Bien sûr, la dette va atteindre des niveaux sans précédent à la suite de la pandémie. Mais il faut aussi tenir compte du fait que les taux d'intérêt sont à un niveau extrêmement bas et qu'ils y resteront probablement encore longtemps. Ceci est en partie le résultat du programme d'assouplissement quantitatif de la BCE. Celui-ci permet d'offrir des conditions de financement extrêmement favorables pour le service de la dette des pays de l'UE. Ils n'ont jamais pu se refinancer à un coût aussi bas qu'aujourd'hui. Cela vaut également pour les pays très endettés comme l'Italie. Alors que les rendements des obligations d'État italiennes étaient encore de 7,2% lors de la dernière crise, ils sont actuellement de 1,1%. S'il existe un moment favorable pour de nouveaux emprunts, c'est maintenant.

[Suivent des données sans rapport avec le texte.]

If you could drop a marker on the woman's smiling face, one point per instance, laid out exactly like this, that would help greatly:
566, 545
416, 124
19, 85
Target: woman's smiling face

Le niveau élevé d'endettement des pays de l'UE ne doit en aucun cas être pris à la légère. Surtout si les États n'investissent pas l'argent de manière judicieuse pour rendre leurs économies viables et durables. Un contrôle approprié de la Commission européenne est donc important et souhaitable. Cependant, il n'y a pas d'alternative raisonnable aux mesures d'aide étendues et donc à l'augmentation de la dette. Les risques qui en résultent pour la stabilité financière dans la zone euro sont gérables et peuvent être maîtrisés grâce à des politiques disciplinées. Bien entendu, tous les États doivent y participer. Il n'y aura pas de deuxième chance.